- А ты много раз была в ресторане? - спросил Влад.
Вика наморщила лоб, припоминая, и ответила:
- Ни разу.
Они рассмеялись, и прежняя обида разбилась вдребезги. Может, и остались кое-какие осколки, но их было так мало, и они казались такими безобидными...
Влад наклонился к ней и поцеловал рядом с губами.
- Опять кружится голова, - тихо сказала она. - Опять, как будто лечу на карусели. Интересно, так будет всегда?

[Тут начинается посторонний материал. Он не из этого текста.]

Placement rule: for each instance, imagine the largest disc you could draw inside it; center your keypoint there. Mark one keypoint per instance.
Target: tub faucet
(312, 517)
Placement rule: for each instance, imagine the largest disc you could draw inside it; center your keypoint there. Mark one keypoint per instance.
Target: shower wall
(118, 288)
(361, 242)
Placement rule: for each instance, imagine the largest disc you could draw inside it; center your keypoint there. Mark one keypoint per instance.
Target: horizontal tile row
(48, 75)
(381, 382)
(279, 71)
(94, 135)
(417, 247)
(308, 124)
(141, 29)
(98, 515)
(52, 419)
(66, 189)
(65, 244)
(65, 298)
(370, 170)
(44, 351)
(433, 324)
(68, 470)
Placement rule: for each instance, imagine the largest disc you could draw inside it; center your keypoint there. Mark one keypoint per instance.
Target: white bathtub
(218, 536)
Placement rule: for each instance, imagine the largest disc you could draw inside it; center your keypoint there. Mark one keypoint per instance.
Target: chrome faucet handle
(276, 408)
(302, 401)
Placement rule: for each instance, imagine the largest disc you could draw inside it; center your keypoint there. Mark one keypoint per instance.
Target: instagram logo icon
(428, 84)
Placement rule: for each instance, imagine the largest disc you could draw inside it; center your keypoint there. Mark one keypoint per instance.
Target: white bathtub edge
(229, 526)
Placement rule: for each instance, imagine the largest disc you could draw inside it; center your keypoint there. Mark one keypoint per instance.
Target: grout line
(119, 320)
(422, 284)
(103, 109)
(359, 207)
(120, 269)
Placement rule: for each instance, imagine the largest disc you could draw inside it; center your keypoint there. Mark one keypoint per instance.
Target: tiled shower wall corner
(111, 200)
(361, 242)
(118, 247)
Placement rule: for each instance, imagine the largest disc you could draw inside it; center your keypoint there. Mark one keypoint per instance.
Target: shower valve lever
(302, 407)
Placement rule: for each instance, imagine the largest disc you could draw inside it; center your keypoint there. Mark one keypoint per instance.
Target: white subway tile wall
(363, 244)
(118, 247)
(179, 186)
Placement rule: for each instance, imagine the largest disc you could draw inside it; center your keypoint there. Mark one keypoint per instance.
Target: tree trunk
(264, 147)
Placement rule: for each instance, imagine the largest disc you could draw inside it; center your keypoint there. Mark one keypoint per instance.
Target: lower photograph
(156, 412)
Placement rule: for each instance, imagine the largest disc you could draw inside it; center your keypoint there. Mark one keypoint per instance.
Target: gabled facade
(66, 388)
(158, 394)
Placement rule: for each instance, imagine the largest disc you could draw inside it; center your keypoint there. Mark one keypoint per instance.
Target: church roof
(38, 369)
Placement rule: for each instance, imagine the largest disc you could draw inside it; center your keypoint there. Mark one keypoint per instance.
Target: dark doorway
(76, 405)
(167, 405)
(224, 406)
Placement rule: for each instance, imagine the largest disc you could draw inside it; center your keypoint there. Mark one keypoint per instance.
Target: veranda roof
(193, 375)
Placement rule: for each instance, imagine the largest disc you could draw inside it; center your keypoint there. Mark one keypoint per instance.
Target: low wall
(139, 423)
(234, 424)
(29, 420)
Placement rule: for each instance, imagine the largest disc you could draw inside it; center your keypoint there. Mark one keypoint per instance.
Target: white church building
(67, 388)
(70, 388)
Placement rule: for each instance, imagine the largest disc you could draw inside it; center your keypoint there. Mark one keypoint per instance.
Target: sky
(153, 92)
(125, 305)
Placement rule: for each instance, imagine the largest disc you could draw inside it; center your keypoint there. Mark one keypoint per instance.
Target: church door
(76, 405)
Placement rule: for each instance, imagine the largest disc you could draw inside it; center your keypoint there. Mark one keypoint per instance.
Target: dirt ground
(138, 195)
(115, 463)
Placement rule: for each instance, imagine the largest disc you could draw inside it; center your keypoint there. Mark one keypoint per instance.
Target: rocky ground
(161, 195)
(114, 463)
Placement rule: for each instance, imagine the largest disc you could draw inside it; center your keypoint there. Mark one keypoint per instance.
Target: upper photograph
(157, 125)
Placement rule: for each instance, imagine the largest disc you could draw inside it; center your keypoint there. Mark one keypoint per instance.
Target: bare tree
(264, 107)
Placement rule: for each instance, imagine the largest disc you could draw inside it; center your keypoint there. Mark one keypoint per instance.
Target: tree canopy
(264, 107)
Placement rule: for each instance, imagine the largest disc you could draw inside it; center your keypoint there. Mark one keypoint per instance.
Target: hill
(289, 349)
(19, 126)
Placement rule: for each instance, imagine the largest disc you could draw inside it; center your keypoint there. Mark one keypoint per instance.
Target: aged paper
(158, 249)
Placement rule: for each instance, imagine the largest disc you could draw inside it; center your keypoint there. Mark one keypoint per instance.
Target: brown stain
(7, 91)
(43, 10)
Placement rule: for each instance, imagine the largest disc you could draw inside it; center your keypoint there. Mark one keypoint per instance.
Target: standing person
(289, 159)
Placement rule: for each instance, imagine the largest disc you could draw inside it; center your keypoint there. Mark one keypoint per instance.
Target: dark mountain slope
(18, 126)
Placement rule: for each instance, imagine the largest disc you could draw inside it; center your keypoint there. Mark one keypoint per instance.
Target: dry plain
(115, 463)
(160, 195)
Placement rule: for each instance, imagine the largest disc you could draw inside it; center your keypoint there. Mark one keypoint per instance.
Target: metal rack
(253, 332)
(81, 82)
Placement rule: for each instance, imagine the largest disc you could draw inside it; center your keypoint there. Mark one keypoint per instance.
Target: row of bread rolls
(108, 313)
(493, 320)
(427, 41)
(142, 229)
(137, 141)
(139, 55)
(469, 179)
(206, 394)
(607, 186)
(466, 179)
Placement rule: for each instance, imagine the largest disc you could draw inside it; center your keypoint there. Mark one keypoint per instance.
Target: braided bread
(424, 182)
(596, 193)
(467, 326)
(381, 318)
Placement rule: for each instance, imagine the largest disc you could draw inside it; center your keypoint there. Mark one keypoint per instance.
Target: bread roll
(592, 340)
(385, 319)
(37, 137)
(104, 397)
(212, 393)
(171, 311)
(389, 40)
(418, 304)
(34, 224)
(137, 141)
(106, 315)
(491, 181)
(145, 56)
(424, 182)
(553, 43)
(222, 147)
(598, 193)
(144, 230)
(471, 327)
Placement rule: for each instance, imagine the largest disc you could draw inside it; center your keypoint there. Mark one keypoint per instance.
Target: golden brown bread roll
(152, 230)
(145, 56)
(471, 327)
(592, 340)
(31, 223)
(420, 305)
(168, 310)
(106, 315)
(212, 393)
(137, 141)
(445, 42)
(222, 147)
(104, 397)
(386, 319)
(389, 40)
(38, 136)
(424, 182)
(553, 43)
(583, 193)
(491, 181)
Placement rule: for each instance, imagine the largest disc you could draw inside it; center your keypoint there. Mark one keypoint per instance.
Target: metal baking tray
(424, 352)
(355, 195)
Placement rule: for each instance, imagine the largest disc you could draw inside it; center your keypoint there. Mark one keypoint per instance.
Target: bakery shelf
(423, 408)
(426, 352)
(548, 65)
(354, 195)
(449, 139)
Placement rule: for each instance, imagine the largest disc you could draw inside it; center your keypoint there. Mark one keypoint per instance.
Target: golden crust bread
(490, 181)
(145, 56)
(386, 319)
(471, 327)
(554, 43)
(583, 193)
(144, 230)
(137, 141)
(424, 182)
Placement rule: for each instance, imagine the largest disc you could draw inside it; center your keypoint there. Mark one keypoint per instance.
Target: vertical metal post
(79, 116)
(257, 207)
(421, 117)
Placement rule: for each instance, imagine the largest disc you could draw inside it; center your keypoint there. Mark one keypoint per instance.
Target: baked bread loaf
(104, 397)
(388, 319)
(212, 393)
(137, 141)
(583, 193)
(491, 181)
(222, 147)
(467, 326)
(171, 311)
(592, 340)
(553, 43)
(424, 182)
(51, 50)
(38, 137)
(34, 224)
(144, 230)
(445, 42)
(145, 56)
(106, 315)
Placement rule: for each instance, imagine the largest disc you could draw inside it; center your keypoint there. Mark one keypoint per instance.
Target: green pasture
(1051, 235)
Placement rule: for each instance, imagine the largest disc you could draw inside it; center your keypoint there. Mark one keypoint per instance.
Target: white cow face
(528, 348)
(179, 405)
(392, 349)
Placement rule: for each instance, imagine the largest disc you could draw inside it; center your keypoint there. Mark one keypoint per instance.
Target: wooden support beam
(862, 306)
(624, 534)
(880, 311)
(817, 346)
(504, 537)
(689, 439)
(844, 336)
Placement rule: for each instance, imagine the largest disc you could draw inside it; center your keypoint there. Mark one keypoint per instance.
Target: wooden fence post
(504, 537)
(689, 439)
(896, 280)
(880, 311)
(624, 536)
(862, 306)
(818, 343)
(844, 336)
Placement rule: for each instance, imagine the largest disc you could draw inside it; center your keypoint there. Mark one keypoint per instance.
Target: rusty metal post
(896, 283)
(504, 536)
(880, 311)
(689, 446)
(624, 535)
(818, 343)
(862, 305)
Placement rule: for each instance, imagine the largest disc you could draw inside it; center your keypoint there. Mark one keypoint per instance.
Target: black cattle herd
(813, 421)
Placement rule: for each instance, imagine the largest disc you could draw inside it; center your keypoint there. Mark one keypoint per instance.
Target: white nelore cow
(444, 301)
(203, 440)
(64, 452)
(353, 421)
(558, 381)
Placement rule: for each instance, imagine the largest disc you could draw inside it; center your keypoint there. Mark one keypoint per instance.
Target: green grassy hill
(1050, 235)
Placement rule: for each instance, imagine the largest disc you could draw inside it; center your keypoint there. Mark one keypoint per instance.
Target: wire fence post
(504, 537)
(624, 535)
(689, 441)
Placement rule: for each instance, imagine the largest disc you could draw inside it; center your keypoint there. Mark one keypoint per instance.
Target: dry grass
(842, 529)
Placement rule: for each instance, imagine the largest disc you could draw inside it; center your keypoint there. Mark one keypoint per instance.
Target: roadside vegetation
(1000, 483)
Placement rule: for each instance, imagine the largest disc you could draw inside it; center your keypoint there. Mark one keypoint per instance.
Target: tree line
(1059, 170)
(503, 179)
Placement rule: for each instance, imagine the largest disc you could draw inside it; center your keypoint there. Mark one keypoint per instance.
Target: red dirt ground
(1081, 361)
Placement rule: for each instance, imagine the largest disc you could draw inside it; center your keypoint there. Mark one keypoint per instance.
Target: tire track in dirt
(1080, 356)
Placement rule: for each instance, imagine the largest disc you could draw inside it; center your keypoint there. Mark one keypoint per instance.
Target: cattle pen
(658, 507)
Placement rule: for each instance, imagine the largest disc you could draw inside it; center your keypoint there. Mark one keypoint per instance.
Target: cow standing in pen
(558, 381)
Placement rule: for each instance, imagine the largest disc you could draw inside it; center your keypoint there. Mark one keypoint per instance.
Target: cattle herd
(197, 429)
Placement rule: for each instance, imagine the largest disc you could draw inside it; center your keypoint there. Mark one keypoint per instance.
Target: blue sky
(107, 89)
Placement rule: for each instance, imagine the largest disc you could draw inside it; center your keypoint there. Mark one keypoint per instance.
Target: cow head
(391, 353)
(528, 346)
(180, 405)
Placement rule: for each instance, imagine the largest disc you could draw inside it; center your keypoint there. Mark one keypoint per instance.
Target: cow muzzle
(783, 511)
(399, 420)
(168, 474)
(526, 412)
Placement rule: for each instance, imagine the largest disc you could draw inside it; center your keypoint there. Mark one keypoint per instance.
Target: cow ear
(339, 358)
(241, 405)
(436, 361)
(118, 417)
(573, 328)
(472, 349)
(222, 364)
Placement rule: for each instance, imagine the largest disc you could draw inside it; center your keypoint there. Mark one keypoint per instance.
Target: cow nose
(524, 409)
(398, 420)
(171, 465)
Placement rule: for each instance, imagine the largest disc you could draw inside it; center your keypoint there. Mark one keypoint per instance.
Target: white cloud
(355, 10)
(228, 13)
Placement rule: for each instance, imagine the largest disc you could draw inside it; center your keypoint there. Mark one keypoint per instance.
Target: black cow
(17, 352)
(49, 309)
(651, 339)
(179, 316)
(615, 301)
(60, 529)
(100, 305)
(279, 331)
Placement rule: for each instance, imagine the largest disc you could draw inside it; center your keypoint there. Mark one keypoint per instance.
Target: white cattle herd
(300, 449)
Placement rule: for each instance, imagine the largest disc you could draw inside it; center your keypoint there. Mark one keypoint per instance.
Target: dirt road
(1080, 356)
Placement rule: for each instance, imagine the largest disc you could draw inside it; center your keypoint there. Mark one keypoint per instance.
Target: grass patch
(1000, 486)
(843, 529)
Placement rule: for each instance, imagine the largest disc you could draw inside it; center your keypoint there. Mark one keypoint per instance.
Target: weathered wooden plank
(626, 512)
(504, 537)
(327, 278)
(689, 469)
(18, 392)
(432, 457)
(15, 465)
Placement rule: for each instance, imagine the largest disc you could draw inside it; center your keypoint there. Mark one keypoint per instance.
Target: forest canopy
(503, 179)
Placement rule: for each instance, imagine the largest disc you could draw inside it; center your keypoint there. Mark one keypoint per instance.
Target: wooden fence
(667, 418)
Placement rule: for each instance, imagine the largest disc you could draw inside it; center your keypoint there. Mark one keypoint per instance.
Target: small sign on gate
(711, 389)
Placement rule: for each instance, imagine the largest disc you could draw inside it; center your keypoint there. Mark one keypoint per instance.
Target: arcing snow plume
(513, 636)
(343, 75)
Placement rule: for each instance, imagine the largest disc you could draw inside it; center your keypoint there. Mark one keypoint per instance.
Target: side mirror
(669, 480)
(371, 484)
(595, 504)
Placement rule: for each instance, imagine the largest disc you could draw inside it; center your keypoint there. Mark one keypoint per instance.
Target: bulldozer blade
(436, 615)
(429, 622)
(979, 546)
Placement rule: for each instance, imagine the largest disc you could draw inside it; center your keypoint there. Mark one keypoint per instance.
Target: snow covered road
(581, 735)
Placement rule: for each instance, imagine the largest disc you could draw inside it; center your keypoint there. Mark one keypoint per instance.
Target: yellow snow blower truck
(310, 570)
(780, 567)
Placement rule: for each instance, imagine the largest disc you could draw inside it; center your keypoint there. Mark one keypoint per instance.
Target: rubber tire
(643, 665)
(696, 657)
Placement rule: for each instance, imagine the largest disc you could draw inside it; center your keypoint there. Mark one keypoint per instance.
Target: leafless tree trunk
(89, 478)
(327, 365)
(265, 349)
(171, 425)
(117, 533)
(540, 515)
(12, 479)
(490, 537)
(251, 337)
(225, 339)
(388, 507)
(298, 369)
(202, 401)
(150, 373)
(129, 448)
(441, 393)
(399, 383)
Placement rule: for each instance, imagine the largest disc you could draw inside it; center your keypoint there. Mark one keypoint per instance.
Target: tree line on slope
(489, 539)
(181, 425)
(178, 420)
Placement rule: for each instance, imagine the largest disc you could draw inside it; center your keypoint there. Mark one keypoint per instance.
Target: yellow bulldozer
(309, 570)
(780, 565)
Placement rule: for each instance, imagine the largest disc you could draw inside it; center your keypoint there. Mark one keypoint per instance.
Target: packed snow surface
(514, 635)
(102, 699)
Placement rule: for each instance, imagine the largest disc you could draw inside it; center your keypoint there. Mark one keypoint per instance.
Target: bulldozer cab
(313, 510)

Каждый из них задумался над этим страшным и сладким словом - "всегда". Никто не знает, что будет завтра, а уж давать друг другу обещания про "всегда" просто нелепо.
И вдруг она представила, что ей восемьдесят лет, и ему тоже восемьдесят, и что они сидят рядом - он с трубкой, она - с вязаньем, а у их ног возится с упавшим клубком пятнистый котёнок. А потом Влад наклоняется к ней и целует так же, рядом с губами, а она говорит ему: "Опять кружится голова. Опять, как будто лечу на карусели..."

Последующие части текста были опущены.